Question

Clustering Highly Similar Sequences

1

Entering edit mode

12.1 years ago

edm1 ▴ 10

Hi,

I am looking to cluster a large number (0.5-3 million) of highly similar MiSeq reads. Pair-end reads are being sequenced but clustering will only be carried out on the forward reads. The sequences will be trimmed down to ~150bp before sequencing.

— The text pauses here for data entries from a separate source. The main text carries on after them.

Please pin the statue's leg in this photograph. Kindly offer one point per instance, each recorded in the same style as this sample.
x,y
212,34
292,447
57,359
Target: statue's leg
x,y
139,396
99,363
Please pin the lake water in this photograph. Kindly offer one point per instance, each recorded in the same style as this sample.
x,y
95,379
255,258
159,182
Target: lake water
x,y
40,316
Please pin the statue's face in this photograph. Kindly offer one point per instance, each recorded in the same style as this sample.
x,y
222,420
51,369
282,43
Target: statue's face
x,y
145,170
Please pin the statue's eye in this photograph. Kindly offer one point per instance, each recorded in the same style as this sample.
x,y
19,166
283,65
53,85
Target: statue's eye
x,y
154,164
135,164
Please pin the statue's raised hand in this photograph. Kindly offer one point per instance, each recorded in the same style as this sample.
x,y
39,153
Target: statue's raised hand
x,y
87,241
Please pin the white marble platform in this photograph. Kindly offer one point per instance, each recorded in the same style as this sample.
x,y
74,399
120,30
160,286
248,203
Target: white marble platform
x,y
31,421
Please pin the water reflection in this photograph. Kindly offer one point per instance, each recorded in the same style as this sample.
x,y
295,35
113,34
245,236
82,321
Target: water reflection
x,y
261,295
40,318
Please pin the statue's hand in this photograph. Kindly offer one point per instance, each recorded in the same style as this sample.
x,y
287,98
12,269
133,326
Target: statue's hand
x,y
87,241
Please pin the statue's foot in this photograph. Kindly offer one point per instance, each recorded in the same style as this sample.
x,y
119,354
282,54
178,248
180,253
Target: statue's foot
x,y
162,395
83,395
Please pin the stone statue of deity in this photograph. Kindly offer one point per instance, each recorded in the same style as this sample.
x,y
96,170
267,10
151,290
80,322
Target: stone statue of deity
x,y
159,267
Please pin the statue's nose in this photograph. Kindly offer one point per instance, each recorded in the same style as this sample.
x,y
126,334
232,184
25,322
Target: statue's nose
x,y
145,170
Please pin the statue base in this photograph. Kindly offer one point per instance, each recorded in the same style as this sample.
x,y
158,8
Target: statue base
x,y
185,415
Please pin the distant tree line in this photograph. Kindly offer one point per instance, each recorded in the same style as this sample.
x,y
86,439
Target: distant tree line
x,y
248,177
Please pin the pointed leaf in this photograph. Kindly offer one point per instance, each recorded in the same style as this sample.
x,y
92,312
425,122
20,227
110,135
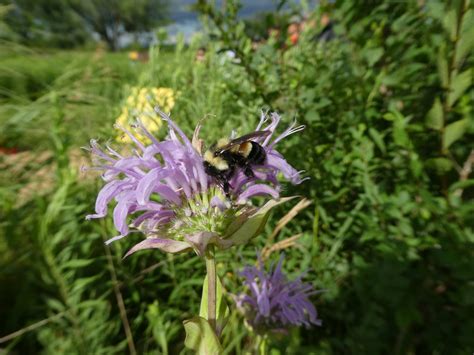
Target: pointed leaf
x,y
459,85
443,67
222,310
255,222
450,21
434,118
453,132
200,337
441,165
378,139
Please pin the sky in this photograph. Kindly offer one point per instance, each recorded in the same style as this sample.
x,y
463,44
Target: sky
x,y
187,22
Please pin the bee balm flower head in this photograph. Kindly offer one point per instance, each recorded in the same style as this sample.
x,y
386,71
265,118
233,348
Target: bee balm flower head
x,y
272,302
163,191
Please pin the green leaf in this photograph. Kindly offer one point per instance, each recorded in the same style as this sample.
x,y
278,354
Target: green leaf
x,y
242,230
459,85
441,165
450,21
222,310
462,184
373,55
77,263
200,337
434,118
453,132
465,44
378,139
443,67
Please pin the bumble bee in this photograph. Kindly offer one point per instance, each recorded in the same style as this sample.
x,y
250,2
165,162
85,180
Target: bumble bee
x,y
223,158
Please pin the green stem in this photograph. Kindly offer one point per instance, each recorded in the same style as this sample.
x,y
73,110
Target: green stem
x,y
262,341
211,287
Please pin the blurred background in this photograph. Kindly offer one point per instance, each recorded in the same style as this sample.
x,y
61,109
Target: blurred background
x,y
385,91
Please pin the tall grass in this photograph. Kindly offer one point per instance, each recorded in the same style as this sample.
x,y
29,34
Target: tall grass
x,y
388,235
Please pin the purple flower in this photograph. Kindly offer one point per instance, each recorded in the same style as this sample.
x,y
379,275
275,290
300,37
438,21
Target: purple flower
x,y
274,303
162,190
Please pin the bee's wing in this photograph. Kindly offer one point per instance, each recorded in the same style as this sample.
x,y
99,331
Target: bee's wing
x,y
243,139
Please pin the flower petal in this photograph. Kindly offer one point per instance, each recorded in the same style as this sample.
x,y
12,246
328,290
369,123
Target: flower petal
x,y
167,245
257,190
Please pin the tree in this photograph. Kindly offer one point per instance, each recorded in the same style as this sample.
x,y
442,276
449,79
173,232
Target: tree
x,y
112,18
66,23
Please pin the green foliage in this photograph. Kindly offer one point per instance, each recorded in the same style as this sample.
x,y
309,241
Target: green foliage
x,y
388,109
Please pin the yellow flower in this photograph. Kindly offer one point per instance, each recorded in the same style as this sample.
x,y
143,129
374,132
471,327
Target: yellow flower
x,y
140,105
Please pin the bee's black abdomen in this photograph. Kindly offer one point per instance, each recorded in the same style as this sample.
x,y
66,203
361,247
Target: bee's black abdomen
x,y
257,154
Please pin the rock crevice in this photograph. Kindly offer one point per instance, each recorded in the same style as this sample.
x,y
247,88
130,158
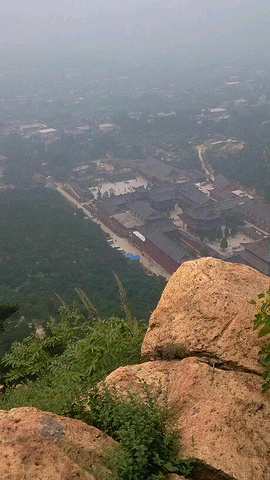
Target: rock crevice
x,y
200,348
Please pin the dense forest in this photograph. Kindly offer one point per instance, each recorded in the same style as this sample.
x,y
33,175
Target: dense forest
x,y
47,250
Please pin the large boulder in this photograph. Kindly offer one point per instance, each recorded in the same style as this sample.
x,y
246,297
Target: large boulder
x,y
204,312
36,445
223,417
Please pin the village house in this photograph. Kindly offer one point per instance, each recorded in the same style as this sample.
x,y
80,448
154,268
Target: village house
x,y
256,214
202,221
189,196
257,255
161,249
158,172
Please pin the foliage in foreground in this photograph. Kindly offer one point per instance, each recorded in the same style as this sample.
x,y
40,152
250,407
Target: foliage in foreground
x,y
148,444
77,352
262,323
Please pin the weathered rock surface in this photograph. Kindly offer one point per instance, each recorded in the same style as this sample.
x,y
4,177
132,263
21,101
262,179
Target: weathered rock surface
x,y
172,476
204,311
36,445
223,416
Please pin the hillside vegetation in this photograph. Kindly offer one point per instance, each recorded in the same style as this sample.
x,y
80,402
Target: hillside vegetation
x,y
48,249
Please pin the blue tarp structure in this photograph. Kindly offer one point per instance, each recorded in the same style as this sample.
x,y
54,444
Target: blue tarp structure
x,y
132,257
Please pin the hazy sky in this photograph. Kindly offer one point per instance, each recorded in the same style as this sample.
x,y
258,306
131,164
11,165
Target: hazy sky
x,y
209,24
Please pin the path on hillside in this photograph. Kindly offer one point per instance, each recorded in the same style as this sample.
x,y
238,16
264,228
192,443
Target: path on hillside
x,y
118,242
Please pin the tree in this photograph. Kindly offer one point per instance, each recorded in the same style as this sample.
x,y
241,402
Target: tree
x,y
5,312
224,243
234,230
262,323
219,234
212,236
227,232
235,219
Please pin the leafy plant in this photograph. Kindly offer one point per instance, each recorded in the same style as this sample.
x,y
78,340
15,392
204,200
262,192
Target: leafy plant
x,y
5,312
77,353
262,323
148,444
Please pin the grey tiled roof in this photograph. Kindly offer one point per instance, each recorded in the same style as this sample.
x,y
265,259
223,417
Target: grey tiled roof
x,y
174,251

I have already given USEARCH and CD-HIT a go but the problem is that the sequences are so highly similar that the difference between them can be less than would be expected as sequencing error (>~2%). When I manually inspected the clusters (after a MSA) I can see there are multiple species within a single cluster.

I am hoping to find a tool that can do clustering whiles accounting for the frequency of mismatches at specific positions within the sequences similar to the way a Bruijin graph assembler would work. So if the mismatch occurs at a low frequency then it is likely a sequencing error but if it occurs more frequently then the sequence would be considered a different species.

At the moment I am considering making my own algorithm that does the job but if something already exists then i'm sure it would be much more efficient.

Thanks for any help.

clustering ngs • 2.7k views

ADD COMMENT • link updated 12.1 years ago by Josh Herr 5.8k • written 12.1 years ago by edm1 ▴ 10

score 1 · Answer 1 · 2013-05-29

The short answer to your question is go back and read the USEARCH and CD-HIT manuals, as you can certainly set sequence similarity as a flag in your clustering.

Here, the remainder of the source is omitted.